South Dakota Residents Excited About Possibility of Sean Penn Movie
3/1/2006 7:42 PM PT
By KIMBERLY KOLDEN, THE DAILY REPUBLIC
When Sean Penn, an Academy Award-winning actor turned director, stopped by Carthage to scout it for the set of a movie adaptation of Jon Krakauer's nonfiction book "Into the Wild," it caused quite a stir in the small town.
"I think he just found the book and decided to check it out," said Carthage Mayor Kathy Faber.
Interest in South Dakota as a movie location -- even random interest -- is not unusual, according to Nicole Nordbye, media and public relations manager for the South Dakota Office of Tourism.
"I probably receive between one and 10 calls a day," she said. "It could be anything from a full-length feature film to an ad agency looking for a specific locale for a truck commercial. You just never know."
A state Web site -- www.filmsd.com -- was redesigned and re-launched in January in the hopes of bringing more film-industry interest to South Dakota, Nordbye said.
"We have banner ads on film industry Web sites," she said. "I don't know what the latest numbers are, but we've had numerous people calling, which is exactly what we want. Once we have got those solid leads, we'll actually host them in the state."
South Dakota also will become more attractive to film producers and location scouts because of a new law that provides tax incentives for the film industry. Gov. Mike Rounds signed the measure Tuesday.
HB1206 will provide contractors' excise, sales and use tax refunds for the filming of certain motion pictures, documentaries, television advertisements or television films. The bill is primarily sponsored by Rep. Cooper Garnos, R-Presho.
"I think it's a good first step," he said. "This business is hyper-competitive. We're even competing with other countries. Of course (producers) want to be treated well, but they also look at their bottom line."
Garnos said he wanted to sponsor the bill because he's always been interested in the industry and sees a lot of potential for more film industry development in South Dakota.
"I really think we have a budding creative class here in the state," he said. "There is a group here and they need a little encouragement."
Meanwhile, Faber says Carthage is abuzz with gossip about the possibility of shooting a portion of a major film in the town, home to 187 people.
"When they come back, I'm sure our population will grow dramatically," she said. "The local interest in the situation is real high. It's kind of bragging point, I think."
"Into the Wild's" central figure, Christopher McCandless, was a recent college graduate who was spiritually ill at ease in his well-to-do East Coast home.
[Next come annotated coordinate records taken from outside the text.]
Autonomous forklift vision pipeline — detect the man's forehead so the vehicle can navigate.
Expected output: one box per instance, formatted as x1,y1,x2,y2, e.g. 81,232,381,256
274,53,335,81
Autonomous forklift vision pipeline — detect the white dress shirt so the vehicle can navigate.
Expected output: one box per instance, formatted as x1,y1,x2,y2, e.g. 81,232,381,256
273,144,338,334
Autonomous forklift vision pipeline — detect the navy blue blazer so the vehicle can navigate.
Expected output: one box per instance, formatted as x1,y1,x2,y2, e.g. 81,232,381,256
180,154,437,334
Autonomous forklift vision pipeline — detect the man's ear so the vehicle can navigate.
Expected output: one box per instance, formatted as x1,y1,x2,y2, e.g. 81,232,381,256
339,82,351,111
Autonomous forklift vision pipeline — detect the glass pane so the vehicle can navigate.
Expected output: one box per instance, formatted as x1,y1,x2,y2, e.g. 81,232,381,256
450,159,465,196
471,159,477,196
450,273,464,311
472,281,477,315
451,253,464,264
He struck out on his own and, in the process of earning money for a trip to Alaska, stopped and worked in Carthage briefly in the early 1990s. McCandless eventually reached Alaska, only to die in the wilderness after living off the land for four months.
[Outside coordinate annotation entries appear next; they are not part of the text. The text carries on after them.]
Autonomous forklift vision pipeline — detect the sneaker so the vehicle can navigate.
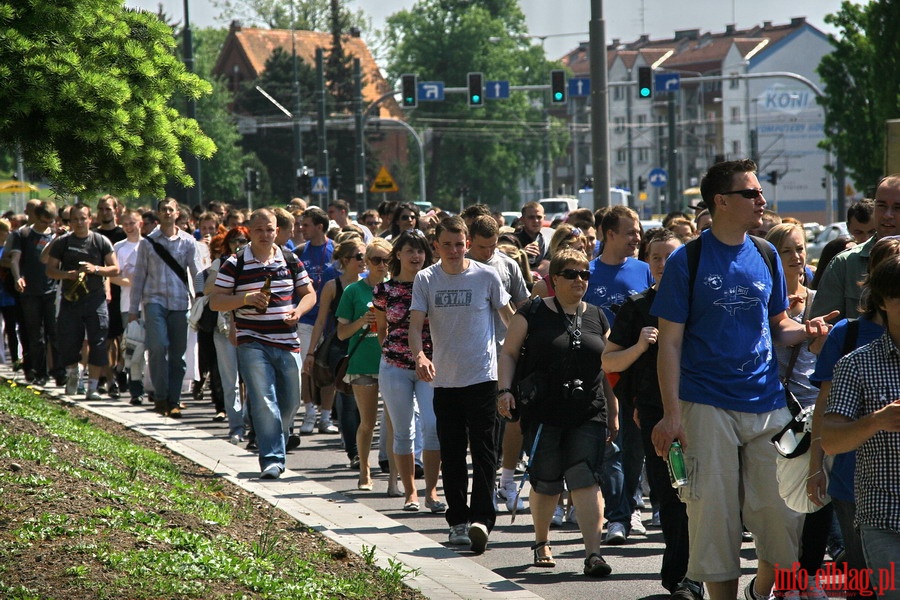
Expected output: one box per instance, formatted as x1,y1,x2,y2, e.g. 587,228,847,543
300,411,316,435
469,523,488,554
448,523,472,546
669,577,703,600
497,481,525,512
744,577,775,600
631,510,647,535
603,523,628,546
259,464,281,479
550,504,566,527
66,368,78,396
319,419,341,433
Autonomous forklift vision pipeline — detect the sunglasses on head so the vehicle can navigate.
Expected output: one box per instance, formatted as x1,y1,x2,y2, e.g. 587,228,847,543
722,188,762,200
559,269,591,281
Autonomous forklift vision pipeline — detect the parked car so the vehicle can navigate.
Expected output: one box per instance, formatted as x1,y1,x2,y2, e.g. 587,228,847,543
806,221,850,262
McCandless lived next to Faber when he stayed in Carthage, she said. He went by the name "Alex," she said.
"He wasn't there for very long," she said. "He painted the house next door."
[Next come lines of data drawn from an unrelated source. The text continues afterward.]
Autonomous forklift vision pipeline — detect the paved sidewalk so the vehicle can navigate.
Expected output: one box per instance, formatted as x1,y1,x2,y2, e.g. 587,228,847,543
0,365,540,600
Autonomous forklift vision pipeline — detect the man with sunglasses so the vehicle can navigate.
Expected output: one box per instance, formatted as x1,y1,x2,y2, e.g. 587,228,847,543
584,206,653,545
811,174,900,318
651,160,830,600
The 1990 movie "Dances With Wolves," starring Kevin Costner as Lt. John Dunbar, was shot in South Dakota in 1989. Faber said she hopes Penn's movie -- if it comes to fruition and if parts of it are shot in Carthage -- will help promote their town like Pierre and the Black Hills area benefited from "Dances With Wolves."
"It will put us on the map in a positive way, I hope," she said.
Other films and TV productions at least partially filmed in South Dakota have included "Starship Troopers," "Hidalgo," "Thunderheart" and "Armageddon."